Touch screen owners should first swipe in from the right edge of screen - this opens Charms bar where you can click the Search icon.
Right-click Task Scheduler (Local) on the left side and select Create Basic Task.
Create Basic Task Wizard opens. Type a descriptive name for the scanning task and click Next.
If you want to run quick weekly scans, set the frequency to Weekly. As full scans take long to complete, you should use Monthly for these instead.
Set a weekday and time for quick scans, or all months, a day and time for full scans.
Because you cannot limit CPU usage, choose a time when your PC is most probably turned on, but not in very active use - during scanning, your computer slows down.
In action selection, the default Start a program is fine.
Click Browse.
Navigate to C:\Program Files\Windows Defender folder and double-click MpCmdRun.exe. This is the executable file that allows performing common tasks in Windows Defender.
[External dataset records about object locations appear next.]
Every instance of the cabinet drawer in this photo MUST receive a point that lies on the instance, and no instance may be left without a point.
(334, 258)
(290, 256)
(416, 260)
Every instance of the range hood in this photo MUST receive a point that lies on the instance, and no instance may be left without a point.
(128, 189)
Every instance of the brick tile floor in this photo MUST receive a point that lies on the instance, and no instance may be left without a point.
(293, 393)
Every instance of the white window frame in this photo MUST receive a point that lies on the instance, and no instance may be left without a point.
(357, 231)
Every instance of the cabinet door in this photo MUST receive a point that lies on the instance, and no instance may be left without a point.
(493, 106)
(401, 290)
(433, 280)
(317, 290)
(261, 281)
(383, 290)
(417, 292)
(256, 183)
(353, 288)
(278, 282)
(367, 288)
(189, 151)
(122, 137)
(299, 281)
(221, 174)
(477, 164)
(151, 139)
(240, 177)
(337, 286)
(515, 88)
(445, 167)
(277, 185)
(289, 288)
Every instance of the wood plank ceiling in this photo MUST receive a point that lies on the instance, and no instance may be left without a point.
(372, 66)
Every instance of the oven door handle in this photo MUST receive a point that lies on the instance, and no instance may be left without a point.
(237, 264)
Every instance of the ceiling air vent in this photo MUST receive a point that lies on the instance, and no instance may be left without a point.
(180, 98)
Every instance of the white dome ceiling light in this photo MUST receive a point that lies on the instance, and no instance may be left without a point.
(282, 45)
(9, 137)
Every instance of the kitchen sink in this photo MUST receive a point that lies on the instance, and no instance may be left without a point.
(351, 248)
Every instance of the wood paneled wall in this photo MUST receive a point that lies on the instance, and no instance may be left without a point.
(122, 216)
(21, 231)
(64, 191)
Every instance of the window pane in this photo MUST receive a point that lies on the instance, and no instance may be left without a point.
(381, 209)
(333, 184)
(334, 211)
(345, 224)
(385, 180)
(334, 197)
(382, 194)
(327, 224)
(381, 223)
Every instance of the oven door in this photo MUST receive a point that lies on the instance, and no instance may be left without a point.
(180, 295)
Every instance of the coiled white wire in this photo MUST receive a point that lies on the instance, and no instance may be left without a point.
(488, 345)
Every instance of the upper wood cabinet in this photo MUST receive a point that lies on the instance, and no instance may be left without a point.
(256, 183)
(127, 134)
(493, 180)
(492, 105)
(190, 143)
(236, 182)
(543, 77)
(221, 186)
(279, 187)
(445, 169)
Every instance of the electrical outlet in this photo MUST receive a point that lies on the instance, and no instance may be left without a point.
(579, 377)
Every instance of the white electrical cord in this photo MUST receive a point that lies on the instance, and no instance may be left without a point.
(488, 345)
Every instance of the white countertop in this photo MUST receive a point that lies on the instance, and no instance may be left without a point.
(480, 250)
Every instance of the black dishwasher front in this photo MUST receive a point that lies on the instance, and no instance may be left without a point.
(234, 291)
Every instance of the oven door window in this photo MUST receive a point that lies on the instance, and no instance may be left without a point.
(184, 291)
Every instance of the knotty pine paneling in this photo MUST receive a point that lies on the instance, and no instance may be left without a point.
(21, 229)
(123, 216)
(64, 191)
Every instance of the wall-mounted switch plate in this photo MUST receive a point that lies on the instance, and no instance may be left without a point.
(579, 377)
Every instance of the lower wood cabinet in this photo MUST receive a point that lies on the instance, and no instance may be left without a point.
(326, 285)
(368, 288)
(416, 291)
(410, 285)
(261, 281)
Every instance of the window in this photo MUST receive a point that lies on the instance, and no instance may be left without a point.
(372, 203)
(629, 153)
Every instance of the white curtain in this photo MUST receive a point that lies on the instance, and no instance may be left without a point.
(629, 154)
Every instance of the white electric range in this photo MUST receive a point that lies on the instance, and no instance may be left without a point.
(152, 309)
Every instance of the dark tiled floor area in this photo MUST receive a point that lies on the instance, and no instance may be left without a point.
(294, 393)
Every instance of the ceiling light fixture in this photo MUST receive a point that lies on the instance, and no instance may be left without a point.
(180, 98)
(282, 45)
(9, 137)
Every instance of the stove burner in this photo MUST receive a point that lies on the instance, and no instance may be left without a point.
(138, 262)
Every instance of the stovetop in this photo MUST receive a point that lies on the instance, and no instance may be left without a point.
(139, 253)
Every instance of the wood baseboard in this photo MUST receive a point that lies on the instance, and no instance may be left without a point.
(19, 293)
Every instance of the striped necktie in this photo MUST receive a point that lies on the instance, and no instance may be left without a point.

To schedule a weekly quick scan, type "-Scan -ScanType 1" into Add arguments (optional) field. To perform a full scan, type "-Scan -ScanType 2" instead.
We're almost finished here. Enable the Open the Properties dialog for this task when I click Finish option before clicking Finish.
In the General tab of the Task you just created, tick the Run with highest privileges check box. This allows Windows Defender to run with elevated rights and ensures all malware really is removed.
Open Settings tab and turn on the Run task as soon as possible after a scheduled start is missed option. If your computer is turned off or you are not signed in at scheduled time, the scanning will start after you log in to Windows the next time.
Click OK to close the Task Properties window.
At scheduled times, a black Command Prompt window appears. It will close automatically after the scanning is complete.
Updating Windows Defender more often than once a day
If you are not satisfied that Windows Defender signature databases are updated only when Windows Update checks for patches (once a day), you can follow almost the same steps above.
Create a new Basic Task, but set its frequency to Daily and set start time to 12:00 AM (or 00:00).
In the Action, Start a Program dialog, browse to the same MpCmdRun.exe file, but set its argument to "-SignatureUpdate".
After you've created the task and opened its properties, click Triggers tab, click the existing schedule and click Edit.
Enable the Repeat task every option and set the frequency to 4 hours. The item is not in the list, but you can select 1 hour and replace "1" with "4".
Then click OK and close Task Properties.
Now Windows Defender updates its signatures every 4 hours. Every time, the black Command Prompt window opens and closes automatically.
Please note that this does not mean that Windows Update runs every 4 hours - you've only scheduled Windows Defender update.